Bitter is the flavor of the heart. The flavor that descends the fire of the heart, a heart blazing out of control, a heart damaged by too much heat. Bitter as a flavor has many unsung hero-like qualities that I discussed in last year’s post: Bitter Is The Flavor Of The Heart…. Bitter in concept also directly impacts the heart. Bitter, along with bitterness, hatred, rage, and the ability to alienate also impacts the heart. These concepts of bitter and bitterness harm the heart.
I took a long weekend for myself and went into the woods, or actually Yellowstone National Park. I ran a half marathon, camped, ate delicious food, and had no cell service. I came out of the woods to the heartbreaking news of a gunman mass murdering and injuring innocent people at Pulse nightclub. The news was bewildering.
Bewildering because once again in our country, bitterness, hatred, rage, and alienation have allowed a man to kill good people. As the shock wears off and my heart begins to ache more deeply with grief, I feel compelled to talk more deeply about the heart, about love, about bitterness, and the dangers of ignoring hate speech, hate crimes, and the process of alienation.
In Chinese medicine, physical illness often stems from emotional or even spiritual illness. Striving for health involves our mental, emotional, spiritual, and physical health. All of these aspects of self are interconnected in our health.
Along these lines, there are emotions that are considered pathologies. Allowing these pathologic thought processes and feelings to continue unchecked will lead to further illness. The fire organs (the heart, small intestine, triple burner, and pericardium) are associated with human connection. Each organ has a slightly different relationship to how we interact with others, but in health, the fire organs work together to share connection. In illness, the fire organs will drive us to focus on creating an ‘other’ to dehumanize, alienate, and then in the most dangerous form, it allows us to hurt this now, alien other. In my medical field, this is not just about ethics or morals, it is considered a pathology.
The heart is considered the sovereign of the body. It not only pumps the pulse of life through our veins, the heart feels every emotion and injury to the self. It houses our consciousness, and is the architect of compassion. The heart is meant to love. On a bigger picture, the heart, in health is meant to find and respect life, to find the sameness in each other regardless of our intellectual, political, religious, or cultural differences.
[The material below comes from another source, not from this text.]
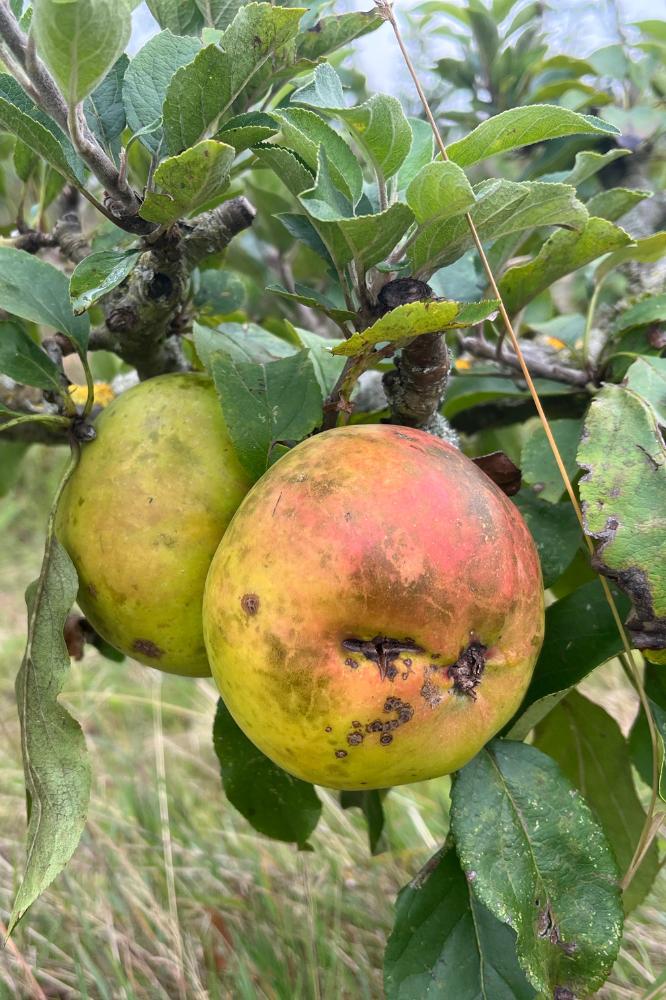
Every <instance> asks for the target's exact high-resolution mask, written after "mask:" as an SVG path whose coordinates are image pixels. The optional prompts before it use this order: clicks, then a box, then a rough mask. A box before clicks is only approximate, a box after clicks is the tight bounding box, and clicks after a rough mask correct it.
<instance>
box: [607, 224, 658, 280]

The small intestine is the pair of the heart. The emotional role of the small intestine is to sort and assimilate both information and life experiences. It sorts what we need to incorporate into our being, our body, and what we need to pass on to the colon to let go of as waste both physical and emotional. The small intestine helps to decipher fact from fiction, real threat from perceived threat, and it helps us to assess our own beliefs.
The triple burner and the pericardium relate strongly to our role in community. Overall, all of the fire organs strongly relate to our interpersonal connections from our intimate relationships with friends and lovers to our larger group gatherings, and our larger sense of community.
Illness in the fire organs takes many slightly different flavors, but ultimately it negatively impacts our ability to love, to connect, and to learn from one another. Illness will show up as bitterness, hatred, using speech that dehumanizes, confuses, and promotes violent behavior.
To protect the health of our heart as individuals, it is useful to practice mindfulness with our language. We do this by diligently watching for alienating language running through our inner monologues, and responding by stopping the thought and correcting it. Take care in external speech, because words have a way of rippling through a community like a pebble dropped into a pond. We can positively impact our community, or negative impact it. As individuals, if we present a united, loving front, we are allowing our heart to step into its sovereignty. This can reawaken the compassion in a heart that is confused and muddled with bitterness.
The only way to grow and heal as a nation is to speak up against hate speech, about dehumanizing language that turns people into ‘other.’ By stepping forward into our communities with a show of love, solidarity, as well as speaking out against hate speech and hate crimes, we can slowly help our country heal by demanding that we be true to our hearts, that we see people as people and seek to find the shared piece of ourselves that is the same. Our hearts are meant to love, to understand, to feel compassion, just as surely as they are meant to pump blood through our veins.